Several limitations must be addressed. The studies displayed a diverse spectrum of treatment regimens. Study duration ranged from 2 to 18 weeks. Estimated daily flavanol intake varied widely across studies. Most studies used doses of chocolate or cocoa beverages that must be considered too high for a potential long-term treatment. An obvious concern with the daily intake of high doses of cocoa products is the significant energy, fat, and sugar content potentially leading to adverse metabolic effects. Only one trial examined the effect of very low doses of dark chocolate (6.3g/day relating to an energy intake of only 30kcal/day).6 The study found a significant reduction in systolic BP of 2.9mmHg (95%CI, 3.9–2.0, P < 0.001) and diastolic BP of 1.9mmHg (95%CI, 2.7–1.1, P < 0.001) compared to flavanol-free white chocolate. No adverse metabolic effects or weight gain were observed. Although these results are consistent with the overall BP reduction seen in this meta-analysis, further studies are needed to determine the optimal dose for the long-term ingestion of cocoa products. Furthermore, possible side effects such as weight gain or changes in metabolic parameters counteracting the BP-lowering effect might manifest themselves only with longer-term ingestion. All studies examined either healthy participants or patients with prehypertension/grade 1 hypertension. The statistical heterogeneity between the trials found in the analysis likely reflects the clinical diversity in treatment regimens. The overall results should therefore not be uncritically extrapolated to a potential chronic intake of cocoa products or applied to populations such as patients taking BP-lowering drugs, or those with multiple risk factors or cardiovascular end-organ damage.

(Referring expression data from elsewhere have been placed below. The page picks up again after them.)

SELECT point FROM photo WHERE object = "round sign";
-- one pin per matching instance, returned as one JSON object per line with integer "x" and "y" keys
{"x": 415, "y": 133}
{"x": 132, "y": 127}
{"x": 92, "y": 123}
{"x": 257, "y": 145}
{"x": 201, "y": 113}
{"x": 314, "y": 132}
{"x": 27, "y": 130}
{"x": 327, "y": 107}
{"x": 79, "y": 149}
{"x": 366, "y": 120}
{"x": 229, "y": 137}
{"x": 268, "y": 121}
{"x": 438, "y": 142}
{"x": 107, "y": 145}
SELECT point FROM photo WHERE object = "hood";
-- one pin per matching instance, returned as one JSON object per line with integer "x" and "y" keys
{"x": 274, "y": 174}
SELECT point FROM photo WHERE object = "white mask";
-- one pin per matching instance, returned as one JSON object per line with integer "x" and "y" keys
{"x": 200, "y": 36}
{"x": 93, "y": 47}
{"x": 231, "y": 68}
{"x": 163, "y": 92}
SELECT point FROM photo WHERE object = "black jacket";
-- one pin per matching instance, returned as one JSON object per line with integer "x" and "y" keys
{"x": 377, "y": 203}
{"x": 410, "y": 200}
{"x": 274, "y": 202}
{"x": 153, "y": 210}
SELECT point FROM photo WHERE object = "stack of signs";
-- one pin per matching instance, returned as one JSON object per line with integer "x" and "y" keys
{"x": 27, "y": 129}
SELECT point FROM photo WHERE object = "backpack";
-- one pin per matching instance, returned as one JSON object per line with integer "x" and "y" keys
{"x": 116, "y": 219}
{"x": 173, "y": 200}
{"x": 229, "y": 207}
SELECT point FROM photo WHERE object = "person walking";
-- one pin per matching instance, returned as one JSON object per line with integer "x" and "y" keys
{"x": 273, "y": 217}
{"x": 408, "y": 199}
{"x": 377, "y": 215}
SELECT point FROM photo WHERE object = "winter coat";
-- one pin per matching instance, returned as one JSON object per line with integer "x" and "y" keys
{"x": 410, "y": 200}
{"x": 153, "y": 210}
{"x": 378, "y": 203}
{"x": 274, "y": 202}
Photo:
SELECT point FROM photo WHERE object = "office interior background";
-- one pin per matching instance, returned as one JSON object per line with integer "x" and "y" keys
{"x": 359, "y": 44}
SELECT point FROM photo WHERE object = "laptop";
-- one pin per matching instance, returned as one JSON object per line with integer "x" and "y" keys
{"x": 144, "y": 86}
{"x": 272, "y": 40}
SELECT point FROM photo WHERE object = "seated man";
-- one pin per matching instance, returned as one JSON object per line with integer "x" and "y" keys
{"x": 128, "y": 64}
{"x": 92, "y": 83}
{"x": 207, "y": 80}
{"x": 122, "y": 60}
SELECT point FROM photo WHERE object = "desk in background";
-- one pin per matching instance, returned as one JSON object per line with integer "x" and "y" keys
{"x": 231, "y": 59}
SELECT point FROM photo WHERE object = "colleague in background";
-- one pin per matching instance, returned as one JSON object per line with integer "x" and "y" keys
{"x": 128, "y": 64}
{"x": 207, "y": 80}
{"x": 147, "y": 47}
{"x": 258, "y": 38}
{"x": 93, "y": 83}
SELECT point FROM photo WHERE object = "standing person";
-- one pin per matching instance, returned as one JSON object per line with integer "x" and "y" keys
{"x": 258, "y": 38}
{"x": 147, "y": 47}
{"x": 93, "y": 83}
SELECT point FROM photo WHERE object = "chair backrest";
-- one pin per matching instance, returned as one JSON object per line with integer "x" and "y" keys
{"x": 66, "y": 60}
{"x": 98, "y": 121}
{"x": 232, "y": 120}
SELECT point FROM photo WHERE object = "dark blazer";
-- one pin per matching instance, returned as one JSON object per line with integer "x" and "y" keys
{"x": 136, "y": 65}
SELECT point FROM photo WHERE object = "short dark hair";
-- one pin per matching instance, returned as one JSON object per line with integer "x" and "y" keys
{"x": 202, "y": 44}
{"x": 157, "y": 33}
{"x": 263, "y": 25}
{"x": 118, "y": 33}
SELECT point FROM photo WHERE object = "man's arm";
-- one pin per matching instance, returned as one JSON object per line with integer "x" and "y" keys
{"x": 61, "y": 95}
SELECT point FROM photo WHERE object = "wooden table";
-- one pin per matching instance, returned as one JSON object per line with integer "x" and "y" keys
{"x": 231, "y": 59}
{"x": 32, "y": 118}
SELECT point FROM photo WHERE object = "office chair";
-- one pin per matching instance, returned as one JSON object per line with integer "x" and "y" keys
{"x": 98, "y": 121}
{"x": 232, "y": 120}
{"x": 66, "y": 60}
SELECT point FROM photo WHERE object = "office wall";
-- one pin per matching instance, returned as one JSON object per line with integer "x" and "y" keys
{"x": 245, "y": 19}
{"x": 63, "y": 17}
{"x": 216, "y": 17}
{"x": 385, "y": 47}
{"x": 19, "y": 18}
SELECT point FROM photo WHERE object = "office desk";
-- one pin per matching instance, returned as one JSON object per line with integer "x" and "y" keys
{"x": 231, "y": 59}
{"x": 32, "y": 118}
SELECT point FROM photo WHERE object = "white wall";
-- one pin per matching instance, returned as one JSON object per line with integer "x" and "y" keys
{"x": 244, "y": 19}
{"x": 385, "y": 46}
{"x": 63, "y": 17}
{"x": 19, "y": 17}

Another limitation of clinical trials using dark chocolate is the lack of an adequate control substance. To date, there is no commercially available flavanol-free chocolate that offers the distinct bitter taste and dark color inherent to cocoa-rich chocolate. White chocolate has been used in most trials. However, informed consent requires that patients be instructed on the lack of beneficial health effects of white chocolate precluding the definition of a true placebo. For beverages, specifically manufactured cocoa and flavanol-poor placebo drinks similar in color and taste have been used.11,18
Our meta-analysis confirms the BP-lowering capacity of flavanol-rich cocoa products. However, several questions such as the most appropriate dose and the long-term side effect profile remain to be answered before cocoa products can be recommended as a treatment option in hypertension. A large-scale, well-controlled trial preferably with clinical end points seems warranted.
The authors declared no conflict of interest.